Sports are actually a physical punishment and running cross-country is more gruelling than running on straight and level pavement in cities. Many people, even some runners, dislike cross-country runs. Running cross-country is difficult due to random variations in terrain and weather. It takes time to get used to it. Some urban runners may re-discover discomfort and pain after running through cross-country paths. In many cases, they need to jump among rocks and even half climbing on some tracks. Many people complain that they will ruin their knees, ankle and the rest of their body by running cross country.

It is important for urban runners to overcome this fear and they can make a transition from being a pavement runner to becoming a skilled cross-country runner. The first thing that they need to do is to find a source of motivation. There should be an impetus to begin proper running habit. This should allow us to further improve our running performance. Another motivation is to set a good example for other family members by succeeding in trying something more challenging. Some runners may want to lose weight faster and running cross country could help them to achieve this faster.

After we are adequately motivated, we should push ourselves further by signing up for cross-country competitions. Many of these competitions accept hundreds or even thousands of participants. Urban runners shouldn’t try to win the race, although they have mastered city running for years. By running with other cross-country runners, we should be able to determine our performance.

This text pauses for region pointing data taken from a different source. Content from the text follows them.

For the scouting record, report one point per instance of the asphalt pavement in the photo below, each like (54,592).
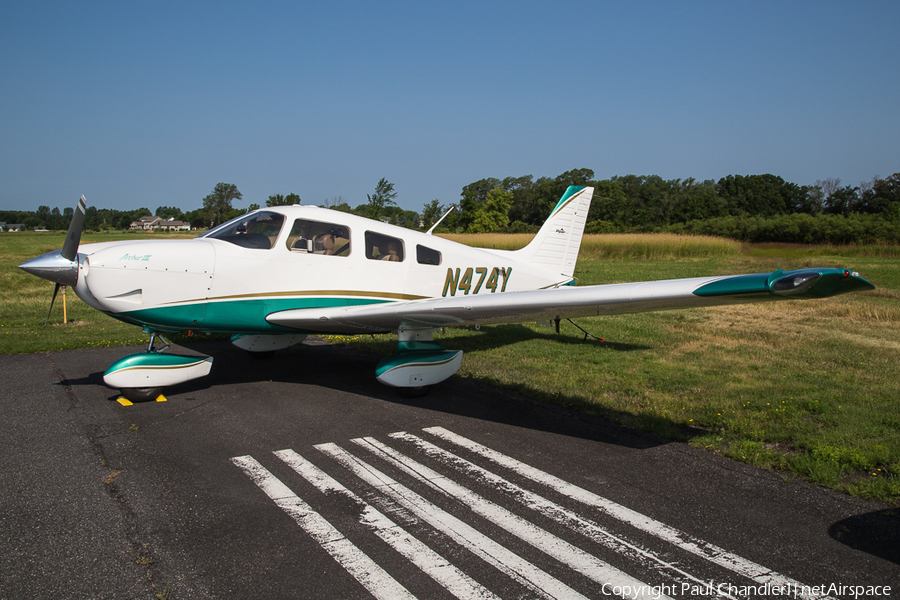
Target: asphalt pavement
(302,477)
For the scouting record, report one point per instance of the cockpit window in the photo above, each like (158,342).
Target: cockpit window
(427,256)
(383,247)
(317,237)
(257,230)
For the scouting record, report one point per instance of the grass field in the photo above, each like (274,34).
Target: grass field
(806,388)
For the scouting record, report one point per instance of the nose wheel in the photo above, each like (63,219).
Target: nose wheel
(141,394)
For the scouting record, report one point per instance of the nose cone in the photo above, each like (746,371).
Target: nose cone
(53,267)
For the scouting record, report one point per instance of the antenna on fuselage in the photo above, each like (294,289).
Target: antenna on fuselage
(452,206)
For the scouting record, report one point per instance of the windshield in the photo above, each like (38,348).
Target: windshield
(257,230)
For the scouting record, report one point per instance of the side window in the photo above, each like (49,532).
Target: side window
(257,230)
(427,256)
(316,237)
(383,247)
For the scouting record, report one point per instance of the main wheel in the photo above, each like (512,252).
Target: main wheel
(140,394)
(416,392)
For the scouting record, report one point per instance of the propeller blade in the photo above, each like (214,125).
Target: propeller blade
(73,236)
(52,300)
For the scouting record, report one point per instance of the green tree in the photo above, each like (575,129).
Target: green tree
(383,197)
(493,214)
(218,203)
(431,212)
(279,200)
(169,212)
(471,199)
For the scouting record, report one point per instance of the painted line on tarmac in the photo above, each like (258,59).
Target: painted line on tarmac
(430,562)
(710,552)
(575,558)
(500,557)
(561,515)
(356,562)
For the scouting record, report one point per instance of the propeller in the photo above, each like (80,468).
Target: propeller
(60,266)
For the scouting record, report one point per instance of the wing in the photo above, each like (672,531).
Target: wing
(593,300)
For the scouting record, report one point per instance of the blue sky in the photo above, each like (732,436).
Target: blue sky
(152,103)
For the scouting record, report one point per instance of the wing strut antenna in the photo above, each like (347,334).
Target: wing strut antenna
(586,334)
(452,206)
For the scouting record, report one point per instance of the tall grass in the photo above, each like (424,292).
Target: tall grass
(806,387)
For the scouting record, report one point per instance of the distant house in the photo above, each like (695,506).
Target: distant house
(169,224)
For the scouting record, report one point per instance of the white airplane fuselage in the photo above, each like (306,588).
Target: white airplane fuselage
(215,285)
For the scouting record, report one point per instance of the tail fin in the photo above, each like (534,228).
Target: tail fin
(556,244)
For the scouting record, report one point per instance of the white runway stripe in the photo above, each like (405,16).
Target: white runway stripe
(559,549)
(560,514)
(684,541)
(532,577)
(452,579)
(358,564)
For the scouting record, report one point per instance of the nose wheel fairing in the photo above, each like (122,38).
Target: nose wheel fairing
(154,370)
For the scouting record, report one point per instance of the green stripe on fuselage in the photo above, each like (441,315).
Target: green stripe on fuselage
(234,316)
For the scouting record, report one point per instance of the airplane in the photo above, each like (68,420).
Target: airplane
(275,275)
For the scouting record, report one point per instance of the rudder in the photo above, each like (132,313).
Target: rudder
(557,243)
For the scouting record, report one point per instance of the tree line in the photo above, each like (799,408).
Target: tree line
(753,208)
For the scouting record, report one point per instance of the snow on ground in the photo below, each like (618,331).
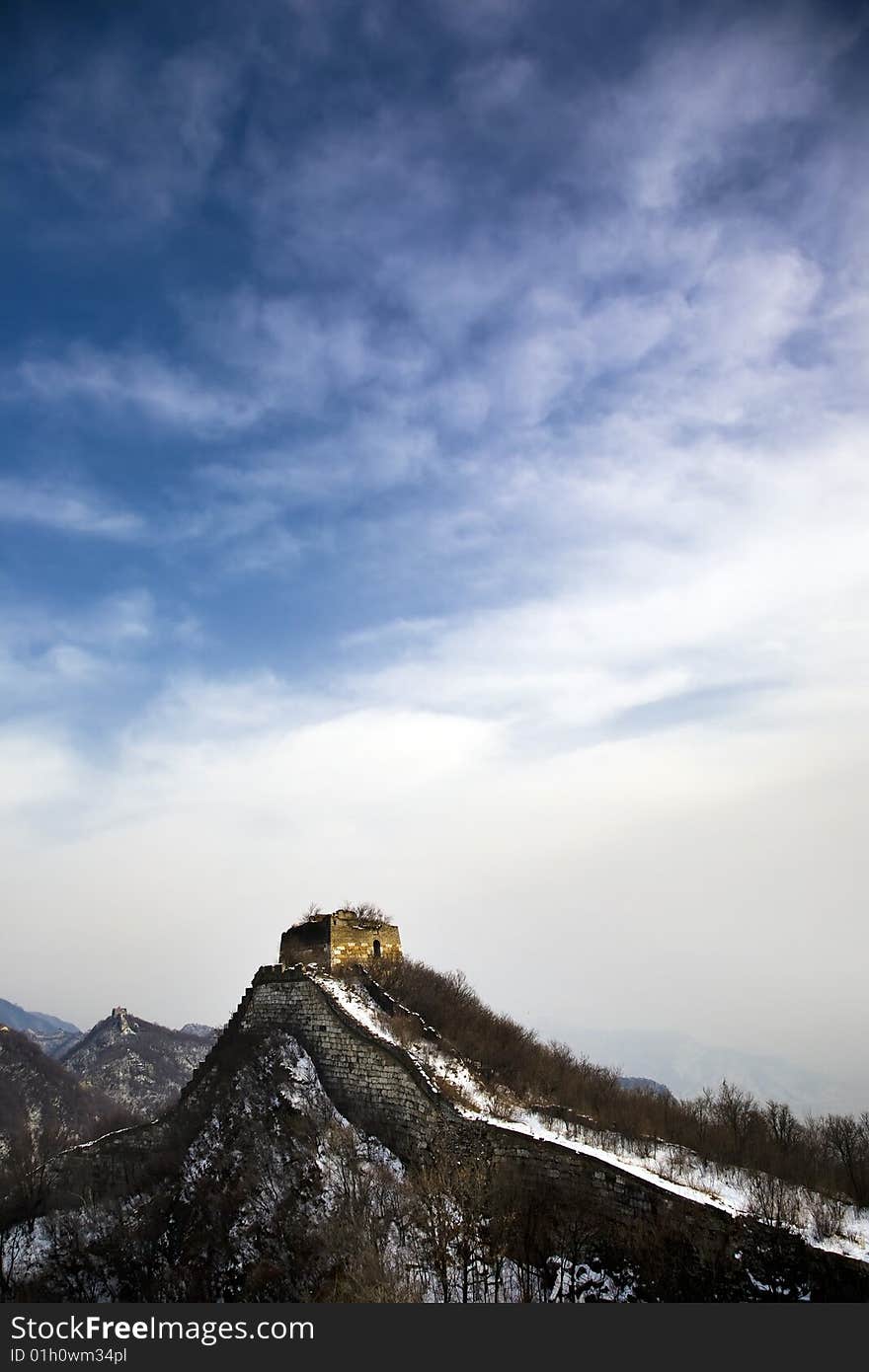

Although we consider ourselves an accomplished urban runner, it is important to run shorter and start slow when we start running cross country. When trying something new, it is better to try slower. If we reach a level ground, we should repeatedly tell ourselves to slow down and run at slower pace. This is especially true when the track will get more difficult. When we are running cross country on our own, nobody will notice if we run slowly or even take a walk break. If this allows us to complete the cross country track, they we should do it. We will achieve less and less if we continue to push ourselves.

Urban runners should also track their effort and they may wear a smartwatch to compare performance and body responses, during urban and cross-country running sessions. Because cross-country running is often harder, we may need to consume more calories and drink more water. Our normal allowance of calories and water will be different compared to our urban running sessions. Cross country running often provides new opportunities compared to our usual city routes. We can seek to reach a location where we can see the scenery and relax ourselves after completing the track. If we enjoy listening to music during city running, it is also applicable for cross country running. If cross country running feels too lonely, we should run with a friend or join a running club.